Обе женщины замолчали и прислушались — до покоев, где еще совсем недавно раздавались только звуки горьких рыданий королевы, донеслись крики герольдов:
— Дорогу его всемилостивейшему величеству!
* * *
Король вновь почувствовал свой возраст.
Нога его разболелась так сильно, что он вынужден был лежать в постели, а поскольку королева попала в немилость, то перевязывать его ногу было вменено в обязанность одному из его придворных.
Король раздражался по пустякам — он рычал от боли, вскакивал, чтобы ударить перевязывавшего его придворного, но тут же, застонав от боли, валился на постель.

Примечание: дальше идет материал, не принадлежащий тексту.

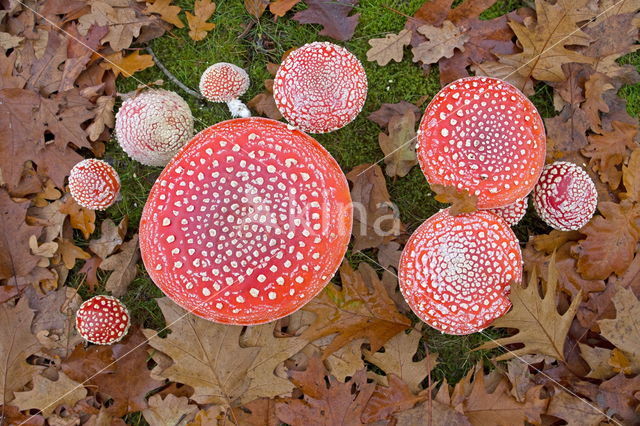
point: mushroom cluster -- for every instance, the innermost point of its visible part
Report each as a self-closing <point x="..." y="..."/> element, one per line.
<point x="247" y="223"/>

Сейчас ему было не до прелестей миледи Саффолкской. Более того, ему хотелось, чтобы королева, позабыв о своем пустяковом недомогании, была рядом и ухаживала за ним. Было время, когда он ругался на нее за то, что неосторожным движением она причиняла ему боль, но теперь понял, какими искусными были ее маленькие пальчики.
Король с нежностью вспоминал их, и чем нежнее становились его чувства к ней, тем сильнее он злился на тех, кто настроил его против Катарины.
Он послал за ее врачом.
— Что случилось с нашей королевой? — потребовал он ответа. — Что это за рыдания, о которых все говорят? Похоже, у нее какое-то горе?..

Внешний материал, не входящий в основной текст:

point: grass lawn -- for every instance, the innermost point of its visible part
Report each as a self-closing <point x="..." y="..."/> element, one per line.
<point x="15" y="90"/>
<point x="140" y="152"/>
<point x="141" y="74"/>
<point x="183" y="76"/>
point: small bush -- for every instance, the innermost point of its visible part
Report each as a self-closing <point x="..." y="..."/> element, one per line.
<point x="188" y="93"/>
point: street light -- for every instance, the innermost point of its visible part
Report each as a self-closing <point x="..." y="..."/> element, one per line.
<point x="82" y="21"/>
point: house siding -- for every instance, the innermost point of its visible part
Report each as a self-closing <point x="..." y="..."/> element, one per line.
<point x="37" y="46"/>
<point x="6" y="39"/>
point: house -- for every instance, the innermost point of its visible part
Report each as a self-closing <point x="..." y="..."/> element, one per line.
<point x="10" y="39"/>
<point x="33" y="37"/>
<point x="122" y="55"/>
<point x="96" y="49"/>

На что доктор Венди отвечал:
— Ваше величество, боюсь, что королева совсем больна. Она при смерти от меланхолии.
— Значит, она страдает?
— У нее сильное эмоциональное расстройство, сир.

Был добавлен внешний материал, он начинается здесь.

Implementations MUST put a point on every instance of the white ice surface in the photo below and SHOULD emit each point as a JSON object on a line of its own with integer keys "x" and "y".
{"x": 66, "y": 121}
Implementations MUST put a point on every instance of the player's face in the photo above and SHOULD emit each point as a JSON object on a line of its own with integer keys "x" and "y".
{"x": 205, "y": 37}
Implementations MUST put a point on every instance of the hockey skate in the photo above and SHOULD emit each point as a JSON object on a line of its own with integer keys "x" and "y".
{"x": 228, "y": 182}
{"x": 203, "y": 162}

— Она мешает мне отдыхать своими рыданиями.
— Их нельзя остановить, ваше величество. Ее отчаяние так велико, что ничего нельзя сделать.
Король отпустил врача.
Он знал, отчего заболела его жена. Он уже слышал раньше подобные рыдания. Иногда они приходят к нему во сне. Порой они слышатся ему в пении церковного хора.
Кейт, должно быть, узнала, что ее ждет.
Она не была развратной. Король не сомневался в ее верности. Но она слишком возомнила о себе, раз позволяет себе учить его. Она думает, что очень умна, — женщине не подобает вести себя так.
По правде говоря, его огорчало ее отчаяние. «Она не так меня поняла!» — подумал он.
Он лишь дал согласие, чтобы ее допросили, только и всего. Завтра ее должны были отвезти в Тауэр. Он не собирался сделать ей ничего плохого — пусть только докажет, что не погрязла в ереси, вот и все. Сам он допрашивать ее не намерен — он король, а не следователь. Пусть допросят другие, а ему сообщат о результатах.